Q: Alternative, could we define a UUID prefix descriptor for edge-case scenarios where the current UUID format is not acceptable?

  • Some APIs do not play well with dashes, rather than mutate to a new format or different encoding; could a safe 'UUIDvX' prefix, where X is the current version, be used on the current UUID and dashes omitted?
  • This would allow for backwards compatibility with existing UUIDs while not over complicating the UUID too much.
  • This would also ensure pre-HTML5 IDs can utilize UUIDs as HTML4.x and lower have strict rules about an ID not starting with a number. Here they would start with a 'U'
  • https://www.w3.org/TR/html401/types.html#type-name

Example:

b3ebb6c8-19a3-11eb-adc1-0242ac120002

UUIDv1b3ebb6c819a311ebadc10242ac120002

--

824c8abb-2774-4ee0-887c-3501501c1be1

UUIDv4824c8abb27744ee0887c3501501c1be1


Local/Global Uniqueness

Q: Is this a solution only for globally unique IDs, or does it include locally unique IDs as well (unique within one system, not the whole planet/solar system/galaxy/universe)

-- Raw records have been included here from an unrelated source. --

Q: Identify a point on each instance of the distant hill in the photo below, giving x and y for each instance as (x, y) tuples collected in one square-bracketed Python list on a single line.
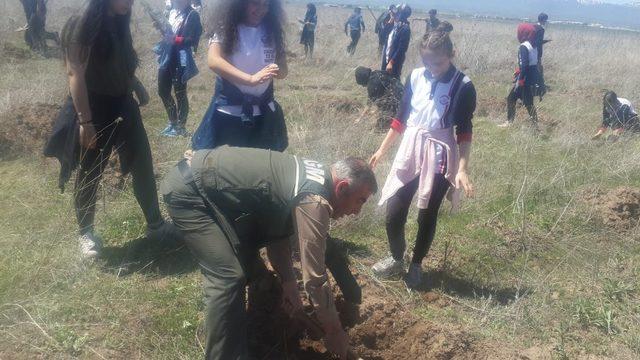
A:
[(584, 11)]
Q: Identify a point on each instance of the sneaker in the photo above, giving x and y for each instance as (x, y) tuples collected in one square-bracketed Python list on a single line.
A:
[(165, 232), (388, 267), (168, 131), (181, 131), (89, 245), (414, 276)]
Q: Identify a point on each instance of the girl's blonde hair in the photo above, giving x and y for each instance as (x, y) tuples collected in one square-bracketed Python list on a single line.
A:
[(438, 40)]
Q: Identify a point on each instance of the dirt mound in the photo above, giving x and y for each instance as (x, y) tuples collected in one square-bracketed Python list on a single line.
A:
[(342, 104), (23, 129), (619, 208), (11, 51), (380, 328), (388, 331)]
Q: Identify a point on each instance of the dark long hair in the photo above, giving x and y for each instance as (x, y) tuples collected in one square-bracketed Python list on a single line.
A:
[(311, 11), (225, 18), (88, 31)]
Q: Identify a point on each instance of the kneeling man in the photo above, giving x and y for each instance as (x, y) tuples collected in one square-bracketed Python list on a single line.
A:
[(230, 202)]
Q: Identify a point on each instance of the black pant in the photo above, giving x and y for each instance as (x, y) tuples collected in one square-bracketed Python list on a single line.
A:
[(308, 40), (396, 218), (178, 109), (118, 124), (355, 37), (525, 93)]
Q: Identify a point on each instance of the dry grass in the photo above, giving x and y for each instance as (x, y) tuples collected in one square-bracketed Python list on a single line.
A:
[(527, 264)]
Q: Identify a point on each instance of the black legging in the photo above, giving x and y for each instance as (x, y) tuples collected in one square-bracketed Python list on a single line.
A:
[(178, 109), (398, 209), (118, 124), (527, 95), (355, 37)]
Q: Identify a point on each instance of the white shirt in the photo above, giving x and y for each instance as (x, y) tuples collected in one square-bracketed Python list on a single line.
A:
[(252, 54), (533, 53), (429, 112), (176, 18), (389, 41)]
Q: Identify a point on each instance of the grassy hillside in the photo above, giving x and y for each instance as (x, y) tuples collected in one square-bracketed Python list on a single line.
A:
[(544, 262)]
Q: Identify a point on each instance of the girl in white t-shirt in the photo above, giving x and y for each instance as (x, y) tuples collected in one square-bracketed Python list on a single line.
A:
[(246, 51)]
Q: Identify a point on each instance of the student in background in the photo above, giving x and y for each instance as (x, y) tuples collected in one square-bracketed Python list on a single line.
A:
[(307, 38), (618, 115), (384, 25), (395, 49), (101, 115), (246, 52), (354, 27), (432, 22), (178, 65), (539, 43), (526, 76), (435, 123), (36, 35)]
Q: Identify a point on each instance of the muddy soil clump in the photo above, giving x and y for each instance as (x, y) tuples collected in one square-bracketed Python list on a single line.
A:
[(380, 328), (24, 129), (617, 208)]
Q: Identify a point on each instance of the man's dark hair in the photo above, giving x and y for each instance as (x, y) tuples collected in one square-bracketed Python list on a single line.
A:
[(610, 99), (543, 17), (357, 172), (362, 75)]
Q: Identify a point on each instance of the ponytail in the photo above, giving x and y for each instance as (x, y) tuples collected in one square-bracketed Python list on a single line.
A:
[(438, 40)]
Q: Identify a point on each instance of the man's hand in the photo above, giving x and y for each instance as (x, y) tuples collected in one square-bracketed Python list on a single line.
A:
[(291, 301), (337, 340), (267, 73), (463, 181), (87, 136), (373, 162)]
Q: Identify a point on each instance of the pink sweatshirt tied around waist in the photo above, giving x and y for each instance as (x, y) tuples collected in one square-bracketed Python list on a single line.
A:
[(417, 157)]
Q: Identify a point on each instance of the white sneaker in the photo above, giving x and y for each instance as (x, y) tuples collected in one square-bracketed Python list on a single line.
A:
[(388, 267), (89, 245), (414, 275)]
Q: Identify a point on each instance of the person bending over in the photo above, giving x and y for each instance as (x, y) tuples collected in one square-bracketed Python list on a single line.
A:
[(227, 212), (618, 115)]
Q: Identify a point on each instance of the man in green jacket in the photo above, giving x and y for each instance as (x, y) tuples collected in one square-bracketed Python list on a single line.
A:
[(230, 202)]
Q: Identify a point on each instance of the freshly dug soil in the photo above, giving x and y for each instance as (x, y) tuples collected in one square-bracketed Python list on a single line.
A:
[(380, 328), (23, 129), (617, 208)]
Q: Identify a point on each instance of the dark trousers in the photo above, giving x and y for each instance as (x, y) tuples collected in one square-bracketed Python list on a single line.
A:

  • For 128 bit UUID the spec should still aim to be globally unique.
  • If a 64bit variant alternative is introduced this should be explicitly called out that it is likely unique within a given application context.
  • That being said, one could explore the act of an "as required" mutations for a 64 bit variant when a situation arises where UUID is required to be transmitted outside of the application context.

Potential Mutation Example

  1. Compute a hash on the 64 bit variant's text representation
  2. Truncate the resulting hash to 64 bits by removing the most least significant bits (Truncation process in RFC 2104, Section 5)
  3. Post-fix the trimmed hash at the end of the 64bit-UUID
  4. Mutate the variant bits to '111' (hex E or F) as per the leftover Variant in RFC 4122, Section 4.1.1. this is "Reserved for future definition." and is perfect for a new 64bit variant UUID.
  5. The Version can be mutated to 0001 as the first version of the 64to128 conversion Variant

Other Thoughts

  • Problem: This is a one-way conversion as bits have been mutated and there is not a good way to undo the conversion.
  • Alternatively, the prefix solution described could be used to identify that the 64 bit value is actually UUID 64.
  • Thought, this could also be used as a method to create a larger than 128 bit UUID as well using the same steps but on a 128bit UUID in step 1 and then prefixing on the current UUID behind a dash.
  • Input: b3ebb6c8-19a3-11eb-adc1-0242ac120002
  • SHA256: 99a65514eca05bfa1ccaa95bd2510d889f1bfea20ffc2aa57a739e1bbce060c7
  • Combined: b3ebb6c8-19a3-11eb-adc1-0242ac120002-99a65514eca05bfa1ccaa95bd2510d889f1bfea20ffc2aa57a739e1bbce060c7
  • There may be no use case for this but if a larger more unique UUID is required this could be a potential method for creating one. The hash method could also be variable in length. sha1, md5, sha256, etc.